It is a common assumption that the state of the environment has improved with the evolution of digital news outlets and the decrease in the amount of printed newspapers. In the past few years with the heightened sense of environmental awareness, many consumers have been faced with feelings of guilt regarding the method in which they are receiving their news.
It is a generally accepted idea that printed newspapers are worse for our environment than digital news outlets. This provokes the question of how developing digital media affects the fate of our trees, forests, and the environment in comparison to the effects of printed news.
News consumers are increasingly recognizing the fact that digital media technology uses immense amounts of energy. Most of this energy is generated by coal-fired power plants, which is a large contribution to global-warming. Newspaper readers assume that since they can physically see the effects newspaper printing has had on the environment, that it is the most harmful method of news consumption. However, the production of digital media is also responsible for the worsening environmental conditions, even though there is no physical evidence of its destruction.

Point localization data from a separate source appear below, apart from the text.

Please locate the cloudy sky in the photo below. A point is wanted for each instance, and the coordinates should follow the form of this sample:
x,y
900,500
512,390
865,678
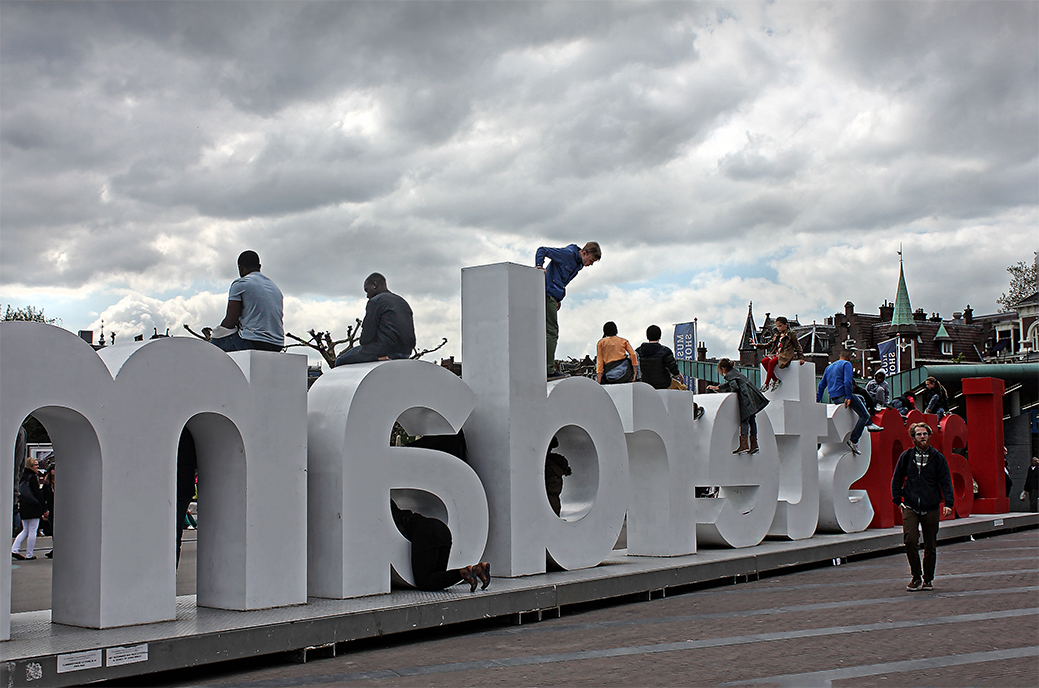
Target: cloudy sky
x,y
720,153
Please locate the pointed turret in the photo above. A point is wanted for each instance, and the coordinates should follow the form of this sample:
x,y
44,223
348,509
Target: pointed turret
x,y
903,324
902,319
748,352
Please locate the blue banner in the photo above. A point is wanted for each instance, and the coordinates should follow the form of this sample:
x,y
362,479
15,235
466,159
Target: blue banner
x,y
888,355
685,341
685,348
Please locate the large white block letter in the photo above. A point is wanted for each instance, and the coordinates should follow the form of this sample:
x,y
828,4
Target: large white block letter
x,y
799,423
352,472
115,420
841,508
508,434
743,511
658,430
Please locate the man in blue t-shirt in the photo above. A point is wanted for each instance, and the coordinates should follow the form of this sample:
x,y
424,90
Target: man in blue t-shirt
x,y
840,379
254,317
564,265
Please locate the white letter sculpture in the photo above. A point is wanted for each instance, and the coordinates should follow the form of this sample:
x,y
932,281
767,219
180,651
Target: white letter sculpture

Digital media production has had a profoundly negative impact on the state of our forests and the health of our rivers due to the vast amounts of land that are being destroyed in order to accommodate computers, cellular networks, and data centers. However, coal-powered digital media is destructive to the state of the environment in many ways beyond deforestation. The coal-fired power plants produce 93% of the harmful gaseous emissions generated by the electric utility industry. These emissions in effect destroy forests and kill thousands of fish species in several parts of the world.
It is important to consider the environmental impacts of the production of both newspapers and online media from start to finish. Both outlets harm the environment in different ways – the process of creating the newspaper is what harms the environment, not the act of reading it. Conversely, most of the damage done to the environment occurs during the time readers spend consuming online content, not during its formation.
Karl Linden, a professor in the environmental engineering department at the University of Colorado Boulder expressed his views on the matter.
“I’m pretty positive computers would still be the more environmentally friendly choice for news consumption,” Linden states. “The issue is that paper manufacturing and distribution is so concentrated on water and energy that it would be hard for digital news to trump that.”
Linden also remarks on the amount of damage the pre-existing newspaper industry has caused in comparison to digital media’s recent history as well as its environmentally destructive future.
“Digital news is also a pretty recent phenomena, whereas newspaper companies have been printing their papers in mass quantities for years and years. So the effects newspapers have had on the environment over time definitely outweigh the harm online news sources are causing,” says Linden.
Many environmentalists have come to the defense of newspapers, stating that with news companies finding more sustainable, environmentally conscious ways of producing their papers, they are then reducing their effects on the environment. Many who have considered the positive and negative effects of print and online news production in regards to the environment have typically favored online media. However, no definite conclusion has been reached as both newspaper production and online media production continue to harm the environment.